Pablo Berger has pure cinema on his mind in his new film, Blancanieves. A silent, black-and-white, Spanish version of Snow White set in bullfight-crazy Seville in the 1910s and 1920s may sound like an art-house item to an American audience, but with a little acclimation (helped in no small way by the success of 2011’s The Artist), it’s quite accessible. This is the province of melodrama, of imagery so beautiful and emotions so big they don’t need words to find expression. (There are intertitles, most of which are expendable.)
Though not an all-out pastiche — Berger avails himself of the shot compositions, camera angles and movements, and editing techniques unheard of in the silent era — Blancanieves is decidedly self-conscious; it even begins with a pair of red curtains that part to reveal a box screen and old-fashioned credits. When the opening bullfight scene cuts back and forth between famous matador Antonio Villalta (Daniel Giménez Cacho) and his worried, pregnant wife in the grandstand, we know something terrible is about to happen, and the tragedy plays out in a brilliant first act that functions as a mesmerizing mini-movie. Kiko de la Rica’s photography alone is enough to bring tears to your eyes.
The remainder of the film is a slight letdown after that powerhouse opening. Berger works some clever innovations on the familiar story of Snow White: the villainess is a nurse played with gusto by Maribel Verdú, and the dwarves (who arrive very late) are a traveling troupe of matadors. But the pace slackens and the tone grows uneven. Perhaps assuming he couldn’t sustain such a high level of intensity, Berger opted for a more varied emotional palette in the film’s long middle section. Unlike The Artist, which starts out funny and becomes increasingly serious, Blancanieves attempts to do the opposite, which is much trickier. Unfortunately, Berger’s feel for comedy is far less sure than it is for melodrama, and the film falters in the majority of its lighter moments. Still, it restores some of the eroticism and grotesquerie Disney scrubbed from the version of the fairytale most familiar to Americans, and it picks back up for an ingenious, melancholy final act.
Today, silent film is practiced primarily by experimental filmmakers like Guy Maddin and creators of shorts. But Blancanieves demonstrates the possibility of making a mainstream feature that champions visual storytelling as a means to emotional expression (as opposed to mere sensation). Terence Malick has pursued this route more assiduously than any other director working today, but still feels the need to overlay his images with philosophical narration. The next step would be to eliminate such voice-overs, as well as the retro trappings with which Blancanieves and The Artist acknowledge their technical anachronism, and just make an unapologetically modern silent.

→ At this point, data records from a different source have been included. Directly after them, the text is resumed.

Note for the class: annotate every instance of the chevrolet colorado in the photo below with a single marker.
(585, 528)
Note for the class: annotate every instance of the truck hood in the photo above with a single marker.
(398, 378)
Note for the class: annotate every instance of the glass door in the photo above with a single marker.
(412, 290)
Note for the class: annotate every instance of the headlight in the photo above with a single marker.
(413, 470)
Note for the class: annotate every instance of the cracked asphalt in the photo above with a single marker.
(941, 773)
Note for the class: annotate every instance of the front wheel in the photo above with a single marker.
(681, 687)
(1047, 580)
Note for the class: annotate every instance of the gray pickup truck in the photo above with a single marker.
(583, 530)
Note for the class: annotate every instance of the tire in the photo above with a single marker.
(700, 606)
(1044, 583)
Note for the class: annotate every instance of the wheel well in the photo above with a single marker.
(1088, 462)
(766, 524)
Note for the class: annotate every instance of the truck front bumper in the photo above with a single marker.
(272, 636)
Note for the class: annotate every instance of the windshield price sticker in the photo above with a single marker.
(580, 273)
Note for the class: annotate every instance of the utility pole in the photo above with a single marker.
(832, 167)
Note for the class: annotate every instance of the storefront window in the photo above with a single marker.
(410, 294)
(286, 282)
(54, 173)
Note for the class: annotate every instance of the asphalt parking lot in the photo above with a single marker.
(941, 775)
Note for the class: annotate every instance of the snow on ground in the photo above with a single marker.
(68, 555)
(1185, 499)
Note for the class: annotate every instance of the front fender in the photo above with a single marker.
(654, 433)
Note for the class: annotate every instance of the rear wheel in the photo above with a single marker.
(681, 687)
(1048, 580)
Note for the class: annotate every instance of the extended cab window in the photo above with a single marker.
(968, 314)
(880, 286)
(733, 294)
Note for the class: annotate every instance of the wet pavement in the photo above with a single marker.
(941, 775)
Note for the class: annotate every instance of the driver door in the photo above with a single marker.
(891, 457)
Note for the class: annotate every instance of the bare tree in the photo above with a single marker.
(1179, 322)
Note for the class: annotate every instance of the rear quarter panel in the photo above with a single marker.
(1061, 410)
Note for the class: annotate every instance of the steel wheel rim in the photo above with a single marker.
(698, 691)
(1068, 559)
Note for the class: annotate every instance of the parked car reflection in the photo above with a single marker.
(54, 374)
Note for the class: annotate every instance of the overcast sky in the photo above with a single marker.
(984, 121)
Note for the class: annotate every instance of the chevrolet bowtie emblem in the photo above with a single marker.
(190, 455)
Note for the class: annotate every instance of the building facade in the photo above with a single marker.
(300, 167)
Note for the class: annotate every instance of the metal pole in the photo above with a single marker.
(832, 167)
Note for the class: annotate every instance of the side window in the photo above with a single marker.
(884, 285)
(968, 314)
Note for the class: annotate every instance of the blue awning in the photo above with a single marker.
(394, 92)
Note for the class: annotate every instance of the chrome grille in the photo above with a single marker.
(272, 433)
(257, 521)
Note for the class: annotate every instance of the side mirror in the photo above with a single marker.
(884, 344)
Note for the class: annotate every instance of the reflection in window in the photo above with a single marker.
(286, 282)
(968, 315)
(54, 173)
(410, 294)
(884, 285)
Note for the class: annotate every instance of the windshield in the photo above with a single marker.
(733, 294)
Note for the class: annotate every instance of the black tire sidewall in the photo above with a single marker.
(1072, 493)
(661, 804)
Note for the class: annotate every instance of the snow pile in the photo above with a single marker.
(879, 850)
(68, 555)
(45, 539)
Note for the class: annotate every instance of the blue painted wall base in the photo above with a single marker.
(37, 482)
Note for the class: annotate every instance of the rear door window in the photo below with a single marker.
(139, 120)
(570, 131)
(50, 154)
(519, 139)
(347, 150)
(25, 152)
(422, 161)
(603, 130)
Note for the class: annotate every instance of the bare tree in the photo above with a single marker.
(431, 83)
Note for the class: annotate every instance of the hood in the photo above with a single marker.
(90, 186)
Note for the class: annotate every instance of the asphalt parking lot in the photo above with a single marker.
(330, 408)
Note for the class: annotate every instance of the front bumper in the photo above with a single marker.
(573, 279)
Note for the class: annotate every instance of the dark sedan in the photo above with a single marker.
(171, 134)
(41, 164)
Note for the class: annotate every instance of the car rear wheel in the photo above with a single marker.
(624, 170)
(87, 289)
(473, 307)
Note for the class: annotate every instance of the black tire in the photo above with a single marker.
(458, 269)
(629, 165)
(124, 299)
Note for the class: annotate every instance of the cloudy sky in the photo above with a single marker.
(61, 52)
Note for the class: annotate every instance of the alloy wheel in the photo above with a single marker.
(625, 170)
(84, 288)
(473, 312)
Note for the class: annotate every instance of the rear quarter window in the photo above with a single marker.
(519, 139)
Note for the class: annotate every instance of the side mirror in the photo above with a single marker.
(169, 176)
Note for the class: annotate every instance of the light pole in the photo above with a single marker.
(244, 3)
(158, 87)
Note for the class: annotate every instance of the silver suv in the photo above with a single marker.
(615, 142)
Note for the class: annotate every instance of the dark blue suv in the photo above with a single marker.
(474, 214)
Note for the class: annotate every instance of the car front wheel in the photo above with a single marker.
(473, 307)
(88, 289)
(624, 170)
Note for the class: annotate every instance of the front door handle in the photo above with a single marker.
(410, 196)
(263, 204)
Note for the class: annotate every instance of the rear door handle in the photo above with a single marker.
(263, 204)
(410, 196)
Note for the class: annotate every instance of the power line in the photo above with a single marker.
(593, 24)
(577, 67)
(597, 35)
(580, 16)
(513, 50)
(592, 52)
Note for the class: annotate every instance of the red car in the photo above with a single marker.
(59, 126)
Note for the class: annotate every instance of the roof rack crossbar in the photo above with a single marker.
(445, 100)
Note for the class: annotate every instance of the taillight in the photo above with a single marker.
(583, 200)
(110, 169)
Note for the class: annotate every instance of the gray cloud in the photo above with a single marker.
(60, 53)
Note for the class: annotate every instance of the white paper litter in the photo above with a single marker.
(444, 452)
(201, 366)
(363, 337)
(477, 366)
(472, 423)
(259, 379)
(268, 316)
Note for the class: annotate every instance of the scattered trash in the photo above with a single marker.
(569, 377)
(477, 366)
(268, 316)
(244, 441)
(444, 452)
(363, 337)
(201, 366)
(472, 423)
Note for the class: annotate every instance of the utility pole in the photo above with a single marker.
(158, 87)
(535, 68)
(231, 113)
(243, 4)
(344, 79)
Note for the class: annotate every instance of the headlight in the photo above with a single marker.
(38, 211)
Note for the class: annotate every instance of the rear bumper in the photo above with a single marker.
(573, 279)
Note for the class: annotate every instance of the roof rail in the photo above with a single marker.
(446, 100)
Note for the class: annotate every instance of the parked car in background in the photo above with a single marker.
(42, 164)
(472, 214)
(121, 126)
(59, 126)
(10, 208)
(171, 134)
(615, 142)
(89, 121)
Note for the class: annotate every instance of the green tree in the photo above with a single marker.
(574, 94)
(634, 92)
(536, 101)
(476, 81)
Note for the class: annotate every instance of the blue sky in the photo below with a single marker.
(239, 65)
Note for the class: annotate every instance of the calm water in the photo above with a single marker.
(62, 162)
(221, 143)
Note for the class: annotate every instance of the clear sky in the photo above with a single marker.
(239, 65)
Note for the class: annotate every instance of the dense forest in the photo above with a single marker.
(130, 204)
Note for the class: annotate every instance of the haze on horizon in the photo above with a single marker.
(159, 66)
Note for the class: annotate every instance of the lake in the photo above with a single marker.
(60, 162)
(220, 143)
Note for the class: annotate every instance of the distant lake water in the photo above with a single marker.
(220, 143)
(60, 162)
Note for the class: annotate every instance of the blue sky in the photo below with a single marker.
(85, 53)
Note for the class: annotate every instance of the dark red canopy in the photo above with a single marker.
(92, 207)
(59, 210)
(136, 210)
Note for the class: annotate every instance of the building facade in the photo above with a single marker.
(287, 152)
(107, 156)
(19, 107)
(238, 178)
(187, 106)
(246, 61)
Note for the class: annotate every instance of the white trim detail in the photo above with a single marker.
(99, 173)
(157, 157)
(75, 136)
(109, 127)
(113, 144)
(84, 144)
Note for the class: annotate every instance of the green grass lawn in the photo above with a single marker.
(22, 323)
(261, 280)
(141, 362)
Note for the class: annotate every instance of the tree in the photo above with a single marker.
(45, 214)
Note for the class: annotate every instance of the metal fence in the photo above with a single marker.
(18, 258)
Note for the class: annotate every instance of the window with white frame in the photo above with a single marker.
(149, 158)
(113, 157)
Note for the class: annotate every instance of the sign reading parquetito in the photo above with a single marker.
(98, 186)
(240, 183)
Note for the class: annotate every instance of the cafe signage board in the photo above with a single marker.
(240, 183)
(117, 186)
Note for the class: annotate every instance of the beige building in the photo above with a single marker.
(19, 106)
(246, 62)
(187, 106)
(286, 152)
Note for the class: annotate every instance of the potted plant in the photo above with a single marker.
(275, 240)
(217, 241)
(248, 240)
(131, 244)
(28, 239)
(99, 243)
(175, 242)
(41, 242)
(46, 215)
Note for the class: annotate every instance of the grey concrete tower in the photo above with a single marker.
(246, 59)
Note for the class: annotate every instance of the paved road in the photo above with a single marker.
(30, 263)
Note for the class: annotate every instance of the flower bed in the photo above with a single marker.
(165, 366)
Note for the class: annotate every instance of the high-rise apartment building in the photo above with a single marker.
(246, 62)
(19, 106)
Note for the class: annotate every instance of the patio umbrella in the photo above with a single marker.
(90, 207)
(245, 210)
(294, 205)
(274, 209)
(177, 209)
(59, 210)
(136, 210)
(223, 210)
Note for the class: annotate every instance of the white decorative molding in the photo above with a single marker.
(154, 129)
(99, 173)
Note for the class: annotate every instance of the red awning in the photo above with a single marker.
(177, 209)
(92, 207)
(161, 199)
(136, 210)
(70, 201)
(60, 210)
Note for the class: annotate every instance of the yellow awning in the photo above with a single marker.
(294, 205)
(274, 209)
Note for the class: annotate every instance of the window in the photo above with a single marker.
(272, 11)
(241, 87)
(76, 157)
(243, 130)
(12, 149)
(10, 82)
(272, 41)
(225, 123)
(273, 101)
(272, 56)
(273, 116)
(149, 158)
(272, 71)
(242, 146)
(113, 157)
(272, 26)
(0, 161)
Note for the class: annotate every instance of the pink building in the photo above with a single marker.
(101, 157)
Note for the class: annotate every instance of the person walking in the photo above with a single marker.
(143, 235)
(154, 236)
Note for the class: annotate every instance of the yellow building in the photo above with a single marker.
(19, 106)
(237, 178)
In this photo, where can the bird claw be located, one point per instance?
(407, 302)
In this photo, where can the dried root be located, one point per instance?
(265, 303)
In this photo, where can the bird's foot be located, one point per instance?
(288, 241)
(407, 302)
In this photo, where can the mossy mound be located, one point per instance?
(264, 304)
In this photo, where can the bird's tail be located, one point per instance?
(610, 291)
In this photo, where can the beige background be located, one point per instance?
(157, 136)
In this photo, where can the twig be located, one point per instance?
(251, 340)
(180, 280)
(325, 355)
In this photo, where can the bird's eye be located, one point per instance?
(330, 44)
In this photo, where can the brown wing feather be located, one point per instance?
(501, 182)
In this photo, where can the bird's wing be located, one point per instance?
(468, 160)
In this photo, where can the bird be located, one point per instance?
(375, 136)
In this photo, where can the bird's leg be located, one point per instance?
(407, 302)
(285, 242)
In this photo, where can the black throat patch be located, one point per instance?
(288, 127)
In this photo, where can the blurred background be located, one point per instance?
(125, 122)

Berger has the chops for it. His first feature, Torremolinos 73 (which also evinced a keen interest in film history and technique) told a subtler, more complex story, but gave no indication of the aesthetic sophistication that has flowered in Blancanieves. He spent most of ten-year interim trying to get the new film made. Whether or not he continues in this vein, let’s hope it isn’t another decade before we hear from him again.